A combination of three music genres, four musicians and 18 different instruments is behind the sound of the band The Melodic.
The afro-folk-pop band from London is on a seven-week tour in the U.S. They will be performing at the Kent Stage April 2 at 8 p.m. with the West African band Tinariwen. Tickets are currently on sale for $25.
Band members — Huw Williams, Rudi Schmidt, John Naldrett and Lydia Samuels — said they are often credited for having their music fit perfectly with the name of the group.
“The band name came as something we aim to do, and it holds us to high standards,” Williams said. “We really try to make the music as full of melody and rich sound as possible, and I feel we live up to that.”
Williams, the lead singer and guitarist of the band, described their sound as eclectic.
“It’s folk music, but at some point we also started incorporating some reggae with an African vibe,” Williams said. “We try to take as much inspiration from around the world as possible.”
Williams said he thinks the band’s use of multiple instruments adds to their distinct sound. Their newest album, for example, uses 18 instruments including a South American guitar and a melodica — a combination of a keyboard and harmonica.

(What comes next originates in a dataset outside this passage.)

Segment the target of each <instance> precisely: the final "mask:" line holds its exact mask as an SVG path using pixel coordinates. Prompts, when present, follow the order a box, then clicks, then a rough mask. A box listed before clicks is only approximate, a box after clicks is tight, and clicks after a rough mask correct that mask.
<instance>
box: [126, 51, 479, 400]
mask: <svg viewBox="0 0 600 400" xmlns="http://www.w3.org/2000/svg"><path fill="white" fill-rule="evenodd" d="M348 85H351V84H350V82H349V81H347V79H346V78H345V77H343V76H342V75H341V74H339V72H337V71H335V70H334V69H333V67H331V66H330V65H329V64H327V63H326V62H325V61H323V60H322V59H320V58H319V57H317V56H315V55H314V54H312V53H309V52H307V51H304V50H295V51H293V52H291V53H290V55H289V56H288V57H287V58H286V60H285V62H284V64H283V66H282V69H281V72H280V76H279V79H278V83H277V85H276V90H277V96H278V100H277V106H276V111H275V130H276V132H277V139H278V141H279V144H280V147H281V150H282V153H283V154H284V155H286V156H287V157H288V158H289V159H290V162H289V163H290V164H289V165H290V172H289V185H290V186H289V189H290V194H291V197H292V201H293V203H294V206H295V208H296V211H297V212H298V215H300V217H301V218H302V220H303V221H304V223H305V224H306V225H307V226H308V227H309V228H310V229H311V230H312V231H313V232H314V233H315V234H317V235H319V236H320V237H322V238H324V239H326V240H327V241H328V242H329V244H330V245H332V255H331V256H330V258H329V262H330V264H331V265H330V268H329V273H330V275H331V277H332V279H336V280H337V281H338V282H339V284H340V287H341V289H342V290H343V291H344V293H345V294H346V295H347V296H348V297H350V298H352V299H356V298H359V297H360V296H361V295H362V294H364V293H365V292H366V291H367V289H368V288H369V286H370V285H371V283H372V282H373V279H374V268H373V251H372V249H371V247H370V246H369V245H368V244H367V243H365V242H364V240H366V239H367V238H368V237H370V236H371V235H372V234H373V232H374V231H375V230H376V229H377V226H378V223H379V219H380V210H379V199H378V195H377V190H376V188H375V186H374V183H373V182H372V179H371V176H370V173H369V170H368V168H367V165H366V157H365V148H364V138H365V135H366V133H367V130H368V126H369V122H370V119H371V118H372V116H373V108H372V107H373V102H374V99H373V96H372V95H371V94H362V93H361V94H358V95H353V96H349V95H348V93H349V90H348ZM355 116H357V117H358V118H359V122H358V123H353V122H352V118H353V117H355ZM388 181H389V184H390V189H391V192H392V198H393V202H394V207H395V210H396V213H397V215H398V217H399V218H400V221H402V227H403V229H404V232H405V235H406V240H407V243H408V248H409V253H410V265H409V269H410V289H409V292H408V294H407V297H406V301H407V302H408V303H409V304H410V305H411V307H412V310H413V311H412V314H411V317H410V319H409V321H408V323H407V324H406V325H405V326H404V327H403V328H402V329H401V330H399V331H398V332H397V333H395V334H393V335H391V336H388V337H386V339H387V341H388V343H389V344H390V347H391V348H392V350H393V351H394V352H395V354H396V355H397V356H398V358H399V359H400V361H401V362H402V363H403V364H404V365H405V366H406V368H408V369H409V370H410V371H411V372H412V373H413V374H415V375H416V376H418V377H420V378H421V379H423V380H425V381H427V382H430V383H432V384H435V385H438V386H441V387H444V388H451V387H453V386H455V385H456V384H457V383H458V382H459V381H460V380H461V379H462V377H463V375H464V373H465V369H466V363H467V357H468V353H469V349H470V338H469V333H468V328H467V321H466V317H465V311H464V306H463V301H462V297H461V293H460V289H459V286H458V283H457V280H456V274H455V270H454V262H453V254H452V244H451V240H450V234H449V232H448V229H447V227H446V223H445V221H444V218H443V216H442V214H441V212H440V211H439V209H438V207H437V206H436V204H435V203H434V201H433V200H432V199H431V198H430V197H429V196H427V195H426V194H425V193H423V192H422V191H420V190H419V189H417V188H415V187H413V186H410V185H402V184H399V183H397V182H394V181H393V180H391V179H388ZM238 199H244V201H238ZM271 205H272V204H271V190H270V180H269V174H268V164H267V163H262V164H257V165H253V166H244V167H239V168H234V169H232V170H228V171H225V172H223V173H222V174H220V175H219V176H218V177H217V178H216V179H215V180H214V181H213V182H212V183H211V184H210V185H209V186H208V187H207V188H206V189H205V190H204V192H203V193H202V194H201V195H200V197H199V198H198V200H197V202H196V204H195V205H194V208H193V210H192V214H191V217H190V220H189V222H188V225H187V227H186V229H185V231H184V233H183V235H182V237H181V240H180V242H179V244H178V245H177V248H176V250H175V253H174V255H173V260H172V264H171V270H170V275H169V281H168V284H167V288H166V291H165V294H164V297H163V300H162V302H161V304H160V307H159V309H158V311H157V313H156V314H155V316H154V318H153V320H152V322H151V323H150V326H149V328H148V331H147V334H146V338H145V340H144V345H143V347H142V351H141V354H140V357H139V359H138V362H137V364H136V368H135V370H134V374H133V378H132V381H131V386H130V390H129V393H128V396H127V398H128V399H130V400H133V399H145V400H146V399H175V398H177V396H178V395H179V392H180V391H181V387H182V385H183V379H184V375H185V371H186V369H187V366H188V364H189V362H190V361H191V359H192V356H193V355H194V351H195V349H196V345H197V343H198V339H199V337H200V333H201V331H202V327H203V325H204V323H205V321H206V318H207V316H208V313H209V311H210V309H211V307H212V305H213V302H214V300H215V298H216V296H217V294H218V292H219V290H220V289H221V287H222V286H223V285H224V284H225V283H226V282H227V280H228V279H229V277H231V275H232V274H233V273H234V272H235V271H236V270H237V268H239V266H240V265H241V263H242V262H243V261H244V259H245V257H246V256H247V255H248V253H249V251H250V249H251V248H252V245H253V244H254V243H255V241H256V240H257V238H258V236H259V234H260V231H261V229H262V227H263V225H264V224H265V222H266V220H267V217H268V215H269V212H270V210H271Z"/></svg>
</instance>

Williams said The Melodic’s first performance in the U.S. was at the South by Southwest festival in Austin, Texas on March 14. They are now set for a 20-show tour with Tinariwen.
“Touring with them (Tinariwen) is going to be a real educational experience,” Williams said. “They’ve been such an inspiration to us—touring for over 20 years with great acclaim.”
Williams said he believes both bands will bring a new sound to the Kent Stage.
“People often find it hard to define our sound and I think that gives us character,” Williams said. “We grew up in a very culturally diverse neighborhood in London, so many different styles blend into our music naturally.”
Kent Stage owner, Tom Simpson said he believes The Melodic and Tinarawen are great bands for the venue.
“With the history of the music we’ve done here, it being so diverse, the band’s agent felt like these two would be a perfect match for Kent,” Simpson said. “He hasn’t steered me wrong yet, and I’m really excited to have them.”
Williams said that while it may seem surprising that the band is coming to a small town like Kent, the choice to come is all about new experiences.
“It’s important to break the journey up instead of just hopping to big cities,” Williams said. “It’s quite a nice experience when you play as many places as you can when you’re such a long way from home; you get so much more out of it.”